Nel Comune di Lavarone, tra la frazione Cappella e Longhi, si trovano due gabbie nelle quali sono rinchiusi due uccelli. Le gabbie si trovano in un prato-pascolo, abbandonate al sole, al vento e alla pioggia. Gli animali, oltre ad essere esposti senza protezione agli eventi atmosferici, sono facili prede di animali che popolano il luogo.

Sulle gabbie sono affissi due cartelli che rimandano a due delibere del Comitato faunistico provinciale.
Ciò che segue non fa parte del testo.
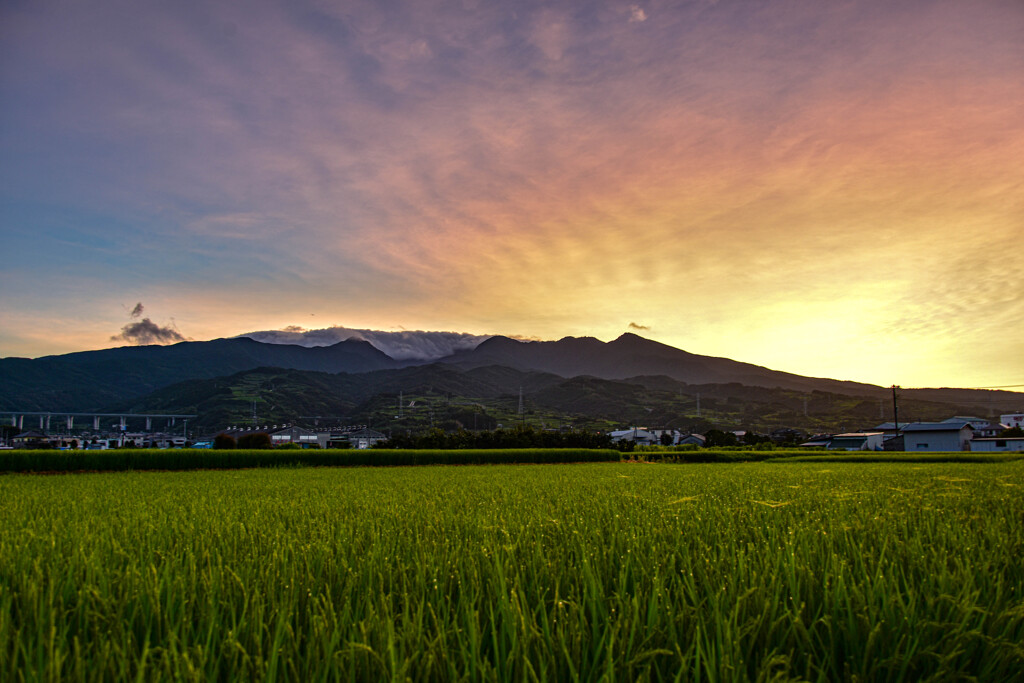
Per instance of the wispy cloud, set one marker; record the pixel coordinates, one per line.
(402, 345)
(518, 166)
(143, 331)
La n. 529 del 2008 avente per oggetto l’autorizzazione all’immissione di fasianidi nella modalità assistita e cinofila, nell’ambito di un progetto esecutivo ed indirizzi operativi per l’immissione della specie, presentato dall’Associazione cacciatori trentini.
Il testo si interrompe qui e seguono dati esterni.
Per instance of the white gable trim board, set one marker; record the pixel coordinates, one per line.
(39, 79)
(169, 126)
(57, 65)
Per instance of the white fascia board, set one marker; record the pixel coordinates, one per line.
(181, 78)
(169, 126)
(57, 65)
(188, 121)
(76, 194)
La n. 532 del 2008 concernente il controllo della fauna selvatica per la prevenzione dei danni alle colture agricole, con la quale si autorizza il rettore della riserva di caccia di Miola di Pinè ad effettuare il controllo delle cornacchie nere e grigie per limitare i danni alle colture orticole e di piccoli frutti nel territorio della riserva, mediante l’utilizzo di trappole “Larsen”.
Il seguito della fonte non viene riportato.